How we protect visitors privacy

We recently announced our intention to become a Facebook-free business. We are happy to report that all our Facebook Pages have now been permanently deleted, and all Facebook widgets and buttons have been removed from our websites.

But it wasn’t our first step towards minimising corporate surveillance for our users. In fact, for several years now on all our websites we have a rule to avoid external resources (like public CDNs), avoid externally linked scripts and not use excessive tracking technologies.

Our ProcessOne homepage uses a single session cookie. Our WordPress blog doesn’t create any cookies or use local storage at all. Currently, the only external script and tracking technology we use comes from, you guessed it, google-analytics.com. However, even upon implementing Google Analytics (GA), we made a choice to minimise its impact on our users.

We modified the script to disable IP detection, disable cookies and local storage, and distinguish our visitors just by a custom fingerprint that is useless to GA scripts on other sites and domains. This way, our users can’t be tracked from site to site. The customisations are based on this cookieless-google-analytics repo I cooked up back in 2014.

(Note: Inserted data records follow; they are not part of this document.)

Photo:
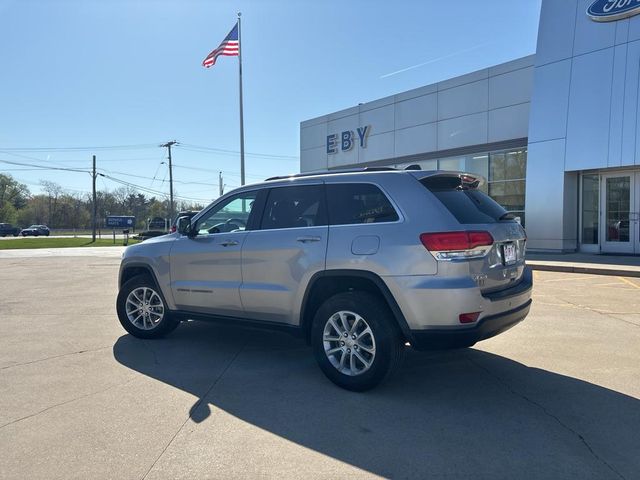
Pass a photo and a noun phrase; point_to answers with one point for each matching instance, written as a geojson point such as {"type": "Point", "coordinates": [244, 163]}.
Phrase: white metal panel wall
{"type": "Point", "coordinates": [472, 109]}
{"type": "Point", "coordinates": [585, 97]}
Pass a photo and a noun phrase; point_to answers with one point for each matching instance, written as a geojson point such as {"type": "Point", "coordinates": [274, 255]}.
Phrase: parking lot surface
{"type": "Point", "coordinates": [558, 396]}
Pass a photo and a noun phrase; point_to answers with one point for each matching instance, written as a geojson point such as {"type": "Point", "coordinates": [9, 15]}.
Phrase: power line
{"type": "Point", "coordinates": [261, 177]}
{"type": "Point", "coordinates": [149, 190]}
{"type": "Point", "coordinates": [80, 149]}
{"type": "Point", "coordinates": [44, 167]}
{"type": "Point", "coordinates": [199, 148]}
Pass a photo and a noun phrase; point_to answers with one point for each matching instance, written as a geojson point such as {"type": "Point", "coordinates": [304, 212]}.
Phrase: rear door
{"type": "Point", "coordinates": [474, 210]}
{"type": "Point", "coordinates": [206, 270]}
{"type": "Point", "coordinates": [280, 257]}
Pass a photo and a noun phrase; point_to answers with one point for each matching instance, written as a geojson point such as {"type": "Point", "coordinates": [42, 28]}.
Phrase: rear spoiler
{"type": "Point", "coordinates": [451, 179]}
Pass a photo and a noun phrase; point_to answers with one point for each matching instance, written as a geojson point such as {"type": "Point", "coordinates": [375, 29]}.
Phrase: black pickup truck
{"type": "Point", "coordinates": [8, 229]}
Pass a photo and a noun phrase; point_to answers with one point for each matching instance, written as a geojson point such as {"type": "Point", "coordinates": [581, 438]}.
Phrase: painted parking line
{"type": "Point", "coordinates": [629, 282]}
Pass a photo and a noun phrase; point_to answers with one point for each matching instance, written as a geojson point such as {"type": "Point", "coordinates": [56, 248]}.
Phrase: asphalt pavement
{"type": "Point", "coordinates": [558, 396]}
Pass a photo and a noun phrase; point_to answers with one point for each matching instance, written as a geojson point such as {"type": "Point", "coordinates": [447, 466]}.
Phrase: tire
{"type": "Point", "coordinates": [382, 346]}
{"type": "Point", "coordinates": [155, 321]}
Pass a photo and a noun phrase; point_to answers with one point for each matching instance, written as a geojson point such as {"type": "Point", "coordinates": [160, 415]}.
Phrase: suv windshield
{"type": "Point", "coordinates": [466, 203]}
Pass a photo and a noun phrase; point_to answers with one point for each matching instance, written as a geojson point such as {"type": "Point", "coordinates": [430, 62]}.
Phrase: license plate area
{"type": "Point", "coordinates": [509, 255]}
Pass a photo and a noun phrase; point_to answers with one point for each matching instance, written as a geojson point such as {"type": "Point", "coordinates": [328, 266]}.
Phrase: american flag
{"type": "Point", "coordinates": [229, 47]}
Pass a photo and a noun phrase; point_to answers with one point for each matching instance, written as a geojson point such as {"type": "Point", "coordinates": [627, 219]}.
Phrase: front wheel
{"type": "Point", "coordinates": [356, 341]}
{"type": "Point", "coordinates": [142, 310]}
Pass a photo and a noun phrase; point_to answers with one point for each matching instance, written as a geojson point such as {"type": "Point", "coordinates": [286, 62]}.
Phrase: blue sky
{"type": "Point", "coordinates": [95, 73]}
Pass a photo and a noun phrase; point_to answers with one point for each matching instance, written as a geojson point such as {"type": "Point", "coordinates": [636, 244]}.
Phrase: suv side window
{"type": "Point", "coordinates": [291, 207]}
{"type": "Point", "coordinates": [354, 203]}
{"type": "Point", "coordinates": [228, 216]}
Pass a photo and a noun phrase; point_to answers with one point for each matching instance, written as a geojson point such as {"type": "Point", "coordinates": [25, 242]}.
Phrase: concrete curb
{"type": "Point", "coordinates": [612, 270]}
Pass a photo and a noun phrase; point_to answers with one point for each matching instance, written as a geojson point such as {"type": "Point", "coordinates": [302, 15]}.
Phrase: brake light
{"type": "Point", "coordinates": [451, 245]}
{"type": "Point", "coordinates": [449, 241]}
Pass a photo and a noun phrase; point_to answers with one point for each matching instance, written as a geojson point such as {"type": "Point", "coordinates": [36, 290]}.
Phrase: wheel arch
{"type": "Point", "coordinates": [331, 282]}
{"type": "Point", "coordinates": [131, 270]}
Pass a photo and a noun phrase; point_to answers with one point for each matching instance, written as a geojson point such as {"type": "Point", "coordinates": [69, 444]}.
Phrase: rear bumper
{"type": "Point", "coordinates": [435, 339]}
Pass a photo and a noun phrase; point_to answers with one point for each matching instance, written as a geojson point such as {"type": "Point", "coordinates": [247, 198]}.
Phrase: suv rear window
{"type": "Point", "coordinates": [353, 203]}
{"type": "Point", "coordinates": [468, 205]}
{"type": "Point", "coordinates": [292, 207]}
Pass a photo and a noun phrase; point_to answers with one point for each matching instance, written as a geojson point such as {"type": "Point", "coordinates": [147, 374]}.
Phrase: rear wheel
{"type": "Point", "coordinates": [356, 341]}
{"type": "Point", "coordinates": [142, 310]}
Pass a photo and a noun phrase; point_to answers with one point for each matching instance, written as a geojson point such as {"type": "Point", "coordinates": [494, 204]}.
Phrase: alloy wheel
{"type": "Point", "coordinates": [144, 308]}
{"type": "Point", "coordinates": [349, 343]}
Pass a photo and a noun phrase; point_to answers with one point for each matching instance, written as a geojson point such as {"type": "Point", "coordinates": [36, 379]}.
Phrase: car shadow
{"type": "Point", "coordinates": [463, 413]}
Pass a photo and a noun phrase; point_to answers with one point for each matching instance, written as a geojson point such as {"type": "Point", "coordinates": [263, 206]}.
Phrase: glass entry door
{"type": "Point", "coordinates": [620, 197]}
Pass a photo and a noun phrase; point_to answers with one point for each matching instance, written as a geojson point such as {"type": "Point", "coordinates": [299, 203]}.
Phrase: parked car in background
{"type": "Point", "coordinates": [35, 231]}
{"type": "Point", "coordinates": [157, 223]}
{"type": "Point", "coordinates": [6, 229]}
{"type": "Point", "coordinates": [185, 213]}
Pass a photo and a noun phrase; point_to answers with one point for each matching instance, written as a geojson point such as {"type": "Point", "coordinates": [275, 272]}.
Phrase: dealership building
{"type": "Point", "coordinates": [555, 134]}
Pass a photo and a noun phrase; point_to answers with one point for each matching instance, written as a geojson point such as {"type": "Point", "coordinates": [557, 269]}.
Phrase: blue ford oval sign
{"type": "Point", "coordinates": [612, 10]}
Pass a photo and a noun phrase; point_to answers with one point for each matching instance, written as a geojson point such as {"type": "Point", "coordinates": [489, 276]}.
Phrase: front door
{"type": "Point", "coordinates": [206, 270]}
{"type": "Point", "coordinates": [620, 194]}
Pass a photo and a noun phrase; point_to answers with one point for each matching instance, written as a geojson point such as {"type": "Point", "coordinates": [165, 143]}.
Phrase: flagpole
{"type": "Point", "coordinates": [241, 114]}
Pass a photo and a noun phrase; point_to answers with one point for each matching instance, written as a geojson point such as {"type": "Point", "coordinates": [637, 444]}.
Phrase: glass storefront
{"type": "Point", "coordinates": [504, 171]}
{"type": "Point", "coordinates": [590, 208]}
{"type": "Point", "coordinates": [610, 211]}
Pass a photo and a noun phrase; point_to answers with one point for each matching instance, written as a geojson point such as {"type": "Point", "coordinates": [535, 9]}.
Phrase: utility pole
{"type": "Point", "coordinates": [95, 204]}
{"type": "Point", "coordinates": [168, 146]}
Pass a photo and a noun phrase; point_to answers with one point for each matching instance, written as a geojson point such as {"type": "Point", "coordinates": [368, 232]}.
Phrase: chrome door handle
{"type": "Point", "coordinates": [308, 239]}
{"type": "Point", "coordinates": [229, 243]}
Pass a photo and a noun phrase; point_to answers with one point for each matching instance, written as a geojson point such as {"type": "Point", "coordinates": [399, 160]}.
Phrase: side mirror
{"type": "Point", "coordinates": [184, 226]}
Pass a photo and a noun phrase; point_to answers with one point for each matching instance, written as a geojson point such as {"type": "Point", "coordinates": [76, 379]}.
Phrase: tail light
{"type": "Point", "coordinates": [457, 245]}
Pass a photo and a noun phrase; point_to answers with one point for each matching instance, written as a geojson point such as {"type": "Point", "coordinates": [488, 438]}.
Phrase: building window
{"type": "Point", "coordinates": [590, 207]}
{"type": "Point", "coordinates": [506, 181]}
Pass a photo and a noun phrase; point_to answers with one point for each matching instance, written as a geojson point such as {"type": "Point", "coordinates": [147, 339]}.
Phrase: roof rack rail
{"type": "Point", "coordinates": [327, 172]}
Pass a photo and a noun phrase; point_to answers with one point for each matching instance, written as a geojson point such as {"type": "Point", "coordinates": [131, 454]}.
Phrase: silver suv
{"type": "Point", "coordinates": [360, 263]}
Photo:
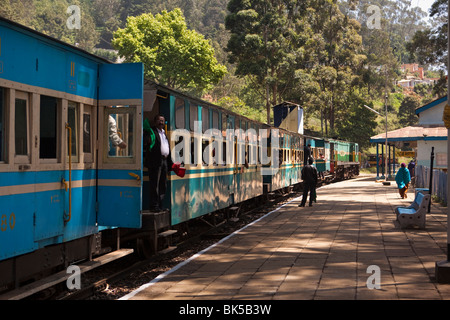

However, as you may imagine, Google goes to some lengths to make this anonymisation process difficult. On our new XMPP, MQTT & SIP realtime platform called Fluux we wanted to implement the latest version of the GA script. However, the so called gatag.js has removed some of the useful customisation options I mentioned earlier.

For example, you can’t fully disable cookies or local storage. This decision was probably made by the same person who decided that YouTube embeds from youtube-nocookie.com domain store all of the old-school cookies inside the local storage. Technically, it’s indeed nocookie, but in fact it’s still tracking users, with values named like yt-remote-device-id

In the end, we decided to keep the previous, cookie-less version of the GA script. Additionally, we removed the YT embed in favour of an inline base64-encoded JPG. We are also testing Vimeo embeds in our blog posts. They do use cookies, but they increase overall decentralisation.

When browsing ProcessOne sites and services, you can be sure we spent a significant amount of time to minimise what we collect, or do not track you at all. Because we care about your privacy as we care about our own.

It’s very hard to stay untracked while browsing the web. Google, Facebook and many others have their business models based on extensive tracking. But a lot of fault lies on us, the Webmasters, for using seemingly helpful and time-saving technologies that are brilliant and free – but are they? In the end, if we are not careful, we pay with our data, and the data of our users. And all the nasty consequences that come with it.

We can change that state, one site at a time, with just a little bit of effort and cooperation. We can minimise the exposure of our users. We can switch to locally stored code and customised scripts. We can do more. We can do better.